Page 13 of Guess What She Did

Philip Wahl approached his Lauren Wahl, who was sitting glumly on a cot. “Where are the boys?” he asked.

  Lauren looked up at her husband impassively. “They’re around here someplace,” she answered. “I don’t know where. Getting showered or something.”

  “We should find them,” Wahl said. “I haven’t had anything to eat all day and we need to get in the food line.”

  “You go look for them, Philip,” Lauren said. “I’m too tired to get up, and I’m too tired to stand in another line. You bring me back something to eat.” Wahl looked at his wife and, saying nothing more, walked out of the hall.

  Georgina was resting on a cot nearby. Hoping to learn something about Adela, she approached Lauren. “When I was leaving the Ranch this morning I saw the house that you and your husband are building,” she told her. “From what I could see, it was all right. The clearing around it made a good firebreak."

  Lauren frowned. “I have two houses to worry about and no one can tell me anything about either one. I’ve called the police four times already and they don’t know a thing. They should be out checking on the houses but they’re not. They won’t go out just to check on a house, they say, only for an emergency. Well, the firemen are out there.”

  “The firemen are equipped for it,” Georgina said. Lauren ignored her comment and continued to lament her circumstances. After listening for a few more minutes, Georgina decided that Lauren was unlikely to provide any useful information about Adela. When she saw Nate and Gordon enter the hall, she excused herself and caught up with them.

  “Look, I got new PJs,” Gordon squealed, proudly displaying the blue polyester pajamas that the Red Cross had given him.

  “Neat, Gordon. They’re cute,” Georgina said. “It looks like we’re going to have a slumber party tonight. Won’t that be fun?”
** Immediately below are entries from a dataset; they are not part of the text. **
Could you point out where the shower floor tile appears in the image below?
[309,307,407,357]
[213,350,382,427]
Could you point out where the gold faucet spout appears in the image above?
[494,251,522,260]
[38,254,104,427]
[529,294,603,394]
  “A very big slumber party,” Nate said. “Hey, Gordon, let’s show Georgina where we’ll be sleeping.” Georgina followed them to the back of the hall where it was relatively empty of people. Nate sat down on his cot and Georgina sat on the one assigned to Gordon. Gordon amused himself by wrapping himself in a sheet, playing ghost. Nate asked if she had heard anything about the deal. Georgina replied no, adding that she did not expect to hear anything more today. Her only goal at this point, she said, was to get through the night. She volunteered that the shelter reminded her of summer camp and not in a good way. Nate laughed at that. Then he turned more serious.

  “I’ve been thinking about what happened,” he said. “If there’s anything suspicious about Rios’ death, could that hold things up, legally?”

  “I suppose it could,” Georgina said.

  “Can you find another buyer for my company?”

  Is this guy completely clueless? Georgina thought. She hesitated a minute before replying, trying to find the right words. “You have to understand that Rios was a client of my bank,” she said at last. “I can’t work against the interests of Rios Capital by helping you find a way out of the deal.”

  “But there is no deal,” Nate countered. “Nobody signed any papers, remember?”

  “Strictly speaking that’s true,” Georgina acknowledged. “But you and I did shake on it.”

  “That was when I thought I was getting the money right away,” Nate said. “My company might collapse while I’m waiting, and I’m not willing to let that happen.”

  “I see your point,” Georgina replied. “But my boss is on his way out here and he’s going to expect me to present the deal to the new owner of Rios Capital, whoever that is.”

  “When you know who the owner is, you can do that,” Nate said. “But I need to line up another option, a backup plan. I should have done it before. I jumped at the first offer I got because I let myself get too far behind on the finances. You know a lot more about this than I do. Just steer me in the right direction. Can you do that?”

  Alarm bells should be going off right now, Georgina thought. But they weren’t. Maybe the day’s events had given her a different perspective on things, or maybe she was just too tired to think straight. She heard herself telling Nate that she couldn’t promise anything, but she would raise the issue with her boss to see what could be done.